Nevertheless, the Church treats culture with great reverence and even sees it as an effective means of transmitting the gospel message. According to Gaudium et Spes n. 53 (The Pastoral Constitution of the Church in the Modern World), one of the four key documents of Vatican II, ‘the word “culture” in the general sense refers to all those things which go to the refining and developing of man’s diverse mental and physical endowments.’ In other words, culture refers to man’s greatest and most refined achievements. But in spite of the lofty place given by the Church to human customs, nothing replaces worship of God, man’s primary activity.  So we do not put aside our duty to worship God even in the face of an opportunity to show reverence to our customs and traditions.  Often by over-emphasising the cultural element to the detriment of distorting and eclipsing the spiritual, we give in to the narcissistic temptation of worshipping man above God. The liturgy is always the worship of God, not of man.

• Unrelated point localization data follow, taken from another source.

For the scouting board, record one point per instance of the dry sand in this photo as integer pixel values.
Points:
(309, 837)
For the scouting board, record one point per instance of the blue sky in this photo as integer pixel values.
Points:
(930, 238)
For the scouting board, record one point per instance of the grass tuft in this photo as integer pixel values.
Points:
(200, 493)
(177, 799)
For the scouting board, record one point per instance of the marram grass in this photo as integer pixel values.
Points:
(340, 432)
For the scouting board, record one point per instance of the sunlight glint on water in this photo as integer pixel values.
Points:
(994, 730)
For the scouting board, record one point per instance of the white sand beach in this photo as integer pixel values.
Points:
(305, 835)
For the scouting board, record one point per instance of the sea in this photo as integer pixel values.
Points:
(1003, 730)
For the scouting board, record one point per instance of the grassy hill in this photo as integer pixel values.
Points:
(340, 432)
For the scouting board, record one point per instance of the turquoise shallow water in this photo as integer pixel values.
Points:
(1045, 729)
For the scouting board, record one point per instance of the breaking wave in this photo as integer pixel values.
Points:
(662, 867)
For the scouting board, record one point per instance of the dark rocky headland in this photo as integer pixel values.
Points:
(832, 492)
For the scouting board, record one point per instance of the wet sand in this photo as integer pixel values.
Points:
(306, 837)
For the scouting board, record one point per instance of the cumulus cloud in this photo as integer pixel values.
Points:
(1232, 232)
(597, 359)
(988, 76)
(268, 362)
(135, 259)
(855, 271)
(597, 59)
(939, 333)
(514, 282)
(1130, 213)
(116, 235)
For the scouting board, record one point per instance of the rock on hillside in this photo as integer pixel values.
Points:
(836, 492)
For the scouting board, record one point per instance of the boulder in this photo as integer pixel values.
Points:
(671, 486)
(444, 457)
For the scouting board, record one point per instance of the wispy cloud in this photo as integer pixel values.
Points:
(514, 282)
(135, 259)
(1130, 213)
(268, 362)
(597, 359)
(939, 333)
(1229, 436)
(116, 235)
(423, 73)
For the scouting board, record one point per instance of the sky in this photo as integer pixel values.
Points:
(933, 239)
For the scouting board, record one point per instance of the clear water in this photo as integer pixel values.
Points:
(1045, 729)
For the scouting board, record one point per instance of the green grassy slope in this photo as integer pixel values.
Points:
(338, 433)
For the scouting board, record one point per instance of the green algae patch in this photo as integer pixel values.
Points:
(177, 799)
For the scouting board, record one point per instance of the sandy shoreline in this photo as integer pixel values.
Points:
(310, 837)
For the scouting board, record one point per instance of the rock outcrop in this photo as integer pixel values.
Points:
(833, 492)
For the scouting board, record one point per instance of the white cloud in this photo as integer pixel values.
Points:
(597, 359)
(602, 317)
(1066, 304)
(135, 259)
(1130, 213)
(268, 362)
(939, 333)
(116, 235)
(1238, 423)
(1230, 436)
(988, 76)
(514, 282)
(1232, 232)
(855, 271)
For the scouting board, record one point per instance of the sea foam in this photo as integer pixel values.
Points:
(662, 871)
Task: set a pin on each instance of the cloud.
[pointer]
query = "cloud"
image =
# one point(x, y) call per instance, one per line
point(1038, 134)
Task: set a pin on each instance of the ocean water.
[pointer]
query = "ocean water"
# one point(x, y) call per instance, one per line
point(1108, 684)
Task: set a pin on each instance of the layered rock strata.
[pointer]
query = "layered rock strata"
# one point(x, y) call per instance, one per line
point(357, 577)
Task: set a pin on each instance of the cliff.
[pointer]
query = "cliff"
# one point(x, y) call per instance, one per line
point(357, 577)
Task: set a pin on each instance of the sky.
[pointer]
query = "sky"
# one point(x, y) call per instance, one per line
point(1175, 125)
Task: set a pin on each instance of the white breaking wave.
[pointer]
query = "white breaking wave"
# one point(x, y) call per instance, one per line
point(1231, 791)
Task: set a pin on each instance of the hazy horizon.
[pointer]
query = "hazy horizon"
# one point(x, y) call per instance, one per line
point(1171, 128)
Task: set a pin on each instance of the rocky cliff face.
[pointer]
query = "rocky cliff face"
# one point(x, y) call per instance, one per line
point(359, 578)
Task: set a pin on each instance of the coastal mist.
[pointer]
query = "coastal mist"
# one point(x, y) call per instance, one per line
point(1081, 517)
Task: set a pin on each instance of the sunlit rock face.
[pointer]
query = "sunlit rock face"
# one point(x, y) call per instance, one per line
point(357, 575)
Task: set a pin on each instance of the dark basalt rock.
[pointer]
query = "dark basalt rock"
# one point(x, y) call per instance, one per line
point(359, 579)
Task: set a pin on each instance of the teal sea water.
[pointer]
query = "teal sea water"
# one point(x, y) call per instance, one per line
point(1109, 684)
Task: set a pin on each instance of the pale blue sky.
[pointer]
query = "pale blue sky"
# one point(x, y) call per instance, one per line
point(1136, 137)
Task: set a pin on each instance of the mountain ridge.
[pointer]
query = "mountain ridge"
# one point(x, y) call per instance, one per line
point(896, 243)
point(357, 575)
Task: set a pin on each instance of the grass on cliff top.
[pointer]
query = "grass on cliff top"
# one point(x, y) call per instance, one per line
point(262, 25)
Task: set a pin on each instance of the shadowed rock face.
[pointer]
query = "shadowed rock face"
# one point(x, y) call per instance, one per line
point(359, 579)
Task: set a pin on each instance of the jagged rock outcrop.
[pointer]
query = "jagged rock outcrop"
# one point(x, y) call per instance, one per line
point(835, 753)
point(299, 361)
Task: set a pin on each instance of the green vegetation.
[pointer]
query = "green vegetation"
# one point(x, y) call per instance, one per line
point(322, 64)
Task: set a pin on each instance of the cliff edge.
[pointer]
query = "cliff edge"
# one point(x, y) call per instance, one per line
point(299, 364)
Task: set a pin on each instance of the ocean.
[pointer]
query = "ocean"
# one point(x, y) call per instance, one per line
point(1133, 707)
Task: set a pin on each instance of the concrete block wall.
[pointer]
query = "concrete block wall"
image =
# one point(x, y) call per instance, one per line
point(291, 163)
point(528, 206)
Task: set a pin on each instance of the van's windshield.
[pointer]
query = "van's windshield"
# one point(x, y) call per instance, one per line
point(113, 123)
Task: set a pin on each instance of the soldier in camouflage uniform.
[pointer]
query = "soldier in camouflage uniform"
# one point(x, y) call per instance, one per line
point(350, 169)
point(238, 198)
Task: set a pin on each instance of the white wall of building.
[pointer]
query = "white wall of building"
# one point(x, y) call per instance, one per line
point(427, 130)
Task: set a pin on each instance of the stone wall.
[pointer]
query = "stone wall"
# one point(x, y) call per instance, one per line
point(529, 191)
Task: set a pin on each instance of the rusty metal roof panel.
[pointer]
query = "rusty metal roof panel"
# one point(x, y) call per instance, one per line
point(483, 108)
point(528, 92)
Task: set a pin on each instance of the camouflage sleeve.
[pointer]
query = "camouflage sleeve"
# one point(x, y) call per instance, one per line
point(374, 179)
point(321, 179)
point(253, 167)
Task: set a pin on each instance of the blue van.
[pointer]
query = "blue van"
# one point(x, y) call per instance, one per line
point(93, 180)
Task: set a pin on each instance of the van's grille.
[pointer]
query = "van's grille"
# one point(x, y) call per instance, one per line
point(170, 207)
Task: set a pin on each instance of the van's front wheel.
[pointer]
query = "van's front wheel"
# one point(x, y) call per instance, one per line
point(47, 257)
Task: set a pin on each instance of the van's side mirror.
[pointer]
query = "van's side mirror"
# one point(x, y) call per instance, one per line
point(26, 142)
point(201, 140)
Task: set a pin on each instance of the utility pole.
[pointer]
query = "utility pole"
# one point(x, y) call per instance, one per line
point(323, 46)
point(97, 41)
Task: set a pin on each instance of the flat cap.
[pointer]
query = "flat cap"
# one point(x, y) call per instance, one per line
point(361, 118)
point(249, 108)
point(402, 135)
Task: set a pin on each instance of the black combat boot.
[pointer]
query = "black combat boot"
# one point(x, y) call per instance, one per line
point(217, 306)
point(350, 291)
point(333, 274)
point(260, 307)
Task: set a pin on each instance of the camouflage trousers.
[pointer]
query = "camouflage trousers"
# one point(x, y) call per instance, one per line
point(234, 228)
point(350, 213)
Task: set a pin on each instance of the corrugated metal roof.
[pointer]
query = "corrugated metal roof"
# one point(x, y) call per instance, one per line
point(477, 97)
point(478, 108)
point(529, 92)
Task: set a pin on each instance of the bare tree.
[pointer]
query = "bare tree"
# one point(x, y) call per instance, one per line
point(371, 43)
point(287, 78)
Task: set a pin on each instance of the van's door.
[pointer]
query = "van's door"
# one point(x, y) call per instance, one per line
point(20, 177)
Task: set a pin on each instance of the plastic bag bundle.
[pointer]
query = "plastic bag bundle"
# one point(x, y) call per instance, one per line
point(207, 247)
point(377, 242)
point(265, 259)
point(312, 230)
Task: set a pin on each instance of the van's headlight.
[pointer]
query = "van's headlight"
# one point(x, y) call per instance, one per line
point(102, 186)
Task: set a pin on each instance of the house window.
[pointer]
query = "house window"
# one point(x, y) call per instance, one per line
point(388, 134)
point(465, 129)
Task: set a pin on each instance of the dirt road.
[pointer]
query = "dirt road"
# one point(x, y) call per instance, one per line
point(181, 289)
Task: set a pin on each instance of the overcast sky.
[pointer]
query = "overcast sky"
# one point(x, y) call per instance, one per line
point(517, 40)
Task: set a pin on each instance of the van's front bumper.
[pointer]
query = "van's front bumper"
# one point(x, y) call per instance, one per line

This year is dedicated to the zodiac creature that seems least favourable to Christians, the snake. For many Christians, the symbolism of a snake is obvious – it represents evil, in fact the incarnation of the devil. In common parlance, when a person is described as a snake, it means that he or she is cunning, or someone capable of harming you. But for Chinese, the zodiac snake has a more positive meaning – it symbolises intelligence and good fortune (which explains its inclusion in the zodiac horoscope). We Christians also have an alternative image of the snake. You remember the story of the bronze serpent placed on the cross by Moses? In that story, the bronze serpent is a source of healing for those who had been bitten by poisonous snakes. When the people, stricken by malady, cried to God for a solution, He provided the answer. The source of their suffering will become the source of their redemption. This story is also an appropriate reminder that unless our customs and traditions are subjected to the authority of God and transformed by the gospel, they too can be harmful and dangerous.

Culture provides people with a common identity; it provides them with a rallying point, a reason for unity. But sometimes, culture can also divide, especially when culture become more important than our faith. We fight over them and begin to exclude others who do not share the same customs. It is only when customs are brought into harmony with gospel values, that they are transformed, transfigured. Culture then expands its horizons – it no longer merely communicates human traditions from one generation to the next, it also serves to communicate the perennial message of the gospel in the language of the present. Custom no longer celebrates man’s accomplishments but more importantly God’s blessings. Tradition then becomes a source of healing and in fact a great source of blessing.